Der Gesetzesentwurf dient zudem als „Mitfahrgelegenheit“ für einige weitere Steuerrechtsänderungen, die als Reaktion des Gesetzgebers auf von Seiten der Finanzverwaltung ungewünschte Gestaltungsvarianten und - aus fiskalischer Sicht - unbequeme BFH Rechtsprechung zurückzuführen ist.

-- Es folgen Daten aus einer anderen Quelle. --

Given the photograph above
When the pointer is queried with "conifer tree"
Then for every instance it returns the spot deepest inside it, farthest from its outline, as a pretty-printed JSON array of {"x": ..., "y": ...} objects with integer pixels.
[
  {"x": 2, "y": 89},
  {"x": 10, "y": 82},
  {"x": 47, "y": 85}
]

Nachfolgend erhalten Sie einen kurzen Überblick über die wesentlichen Änderungsvorhaben:

  • Verrechnungspreisdokumentation und Country-by-Country Reporting: Die geplanten Änderungen setzen die Empfehlungen hinsichtlich der BEPS-Maßnahme 13 zur „Verrechnungspreisdokumentation und länderbezogenen Berichterstattung“ (Transfer Pricing Documentation and Country-by-Country Reporting) um. Ein Kernaspekt dieser Empfehlungen ist ein dreistufiger Aufbau der Verrechnungspreisdokumentation, bestehend aus Stammdokumentation (Master File), landesspezifischer, unternehmensbezogener Dokumentation (Local File) und länderbezogenem Bericht (Country-by-Country Report). Der Gesetzesentwurf setzt diese Vorgaben im Hinblick auf die Stammdokumentation und die unternehmensbezogene Dokumentation um (§ 90 Abs. 3 AO neu). Insbesondere ordnet der Gesetzesentwurf nunmehr - bei Erreichen eines Schwellenwertes von € 100 Mio. Umsatz - an, dass zu den Aufzeichnungspflichten im Hinblick auf Auslandsbeziehungen auch ein Überblick über die Art der weltweiten Geschäftstätigkeit und über die Systematik der Verrechnungspreisbestimmung gehört. Im Hinblick auf die länderbezogene Berichterstattung soll eine neue Vorschrift eingeführt werden (§ 138a AO neu). Hiernach soll künftig ein länderbezogener Bericht erstellt werden, der eine Übersicht dazu enthält, wie sich die Geschäftstätigkeit eines Konzerns auf die einzelnen Länder verteilt, in denen dieser Konzern durch Unternehmen oder Betriebsstätten tätig ist. Auch diese Vorschrift greift nur bei Erreichen eines Schwellenwertes (konsolidierte Umsatzerlöse im Konzernabschluss von € 750 Mio.). Um den Aufwand für Unternehmen möglichst gering zu halten, soll der länderbezogene Bericht grundsätzlich nur im Ansässigkeitsstaat der ultimativen Konzernobergesellschaft zu erstellen sein und den betroffenen Staaten im Wege des automatischen Informationsaustauschs übersandt werden. (Anwendung grds. ab 2016, z.T. ab 2017)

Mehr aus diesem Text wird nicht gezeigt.